May 5, 2008
EE Conference, 1306 Mudd
Speaker: Yue M. Lu, Swiss Federal Institute of Technology Lausanne (EPFL), Switzerland
Multidimensional signal processing is not only a beautiful and intriguing topic in signal processing research, but also a subject of high practical impact, with its applications found in many scientific and engineering disciplines as well as in our daily lives. This talk presents my work on several topics in multidimensional signal processing. First, I will discuss the problem of finding good signal representations. The basic question is very simple: given a class of signals (e.g. natural images), how to find a transform (i.e. basis expansion) such that the signals can be more efficiently represented in the transform domain? Such efficient representations are important tools in signal processing, and lie at the heart of many modern signal enhancement and compression algorithms. I will present one constructive approach to the above problem, which is based on multidimensional filter banks. I will show how a careful arrangement and iteration of some basic signal processing operations can lead to new representations that can effectively exploit the inherent geometrical structures of multidimensional data in a robust and computationally efficient way.

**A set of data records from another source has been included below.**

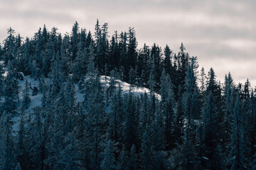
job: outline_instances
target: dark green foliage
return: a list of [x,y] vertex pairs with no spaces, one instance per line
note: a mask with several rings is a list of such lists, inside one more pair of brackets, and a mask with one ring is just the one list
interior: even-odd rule
[[32,38],[7,33],[0,169],[255,169],[249,80],[235,85],[229,73],[223,85],[212,68],[198,77],[183,43],[178,53],[139,48],[133,28],[110,38],[98,20],[94,33],[75,22],[64,35],[46,26]]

Next, I will describe my work on the sampling problem, whose fundamental goal is to capture a continuous-time function with a set of samples of this function. A cornerstone result is of course Shannon's sampling theorem, which ensures the perfect reconstruction of a bandlimited function from a sufficiently dense set of its samples. An interesting question, especially in multidimensional cases, is how to find the optimal set of locations where we take the samples, with optimality determined by the corresponding sampling density (the lower the better). Instead of adopting the usual geometrical approach to this optimal sampling pattern design problem, I will describe a Fourier analytical viewpoint, which leads to purely computational solutions.Finally, I will briefly outline some of my ongoing work on the sampling and processing of spatial-temporal signals obtained by wireless sensor networks. I will describe the challenges posed by the distributed nature of the sampling process, and show how it is possible to overcome these limitations by exploiting the spatial-temporal correlation (i.e. underlying "physics") of the unknown signals.
Yue M. Lu received his Ph.D. degree in electrical engineering from the University of Illinois at Urbana-Champaign in 2007. He was a Research Assistant at the University of Illinois at Urbana-Champaign, and has worked for Microsoft Research Asia, Beijing, China and Siemens Corporate Research, Princeton, NJ. He is now with the Audio-Visual Communications Laboratory at the Swiss Federal Institute of Technology Lausanne (EPFL), Switzerland. His research interests include signal processing for sensor networks; the theory, constructions, and applications of multiscale geometric representations for multidimensional signals; image and video processing; and sampling theory.
He received the Most Innovative Paper Award of IEEE International Conference on Image Processing (ICIP) in 2006 for his paper (with Minh N. Do) on the construction of directional multiresolution image representations, the Best Student Presentation Award of the SIAM Southeast Atlantic Section Conference in 2007, and the Student Paper Award of IEEE ICIP in 2007.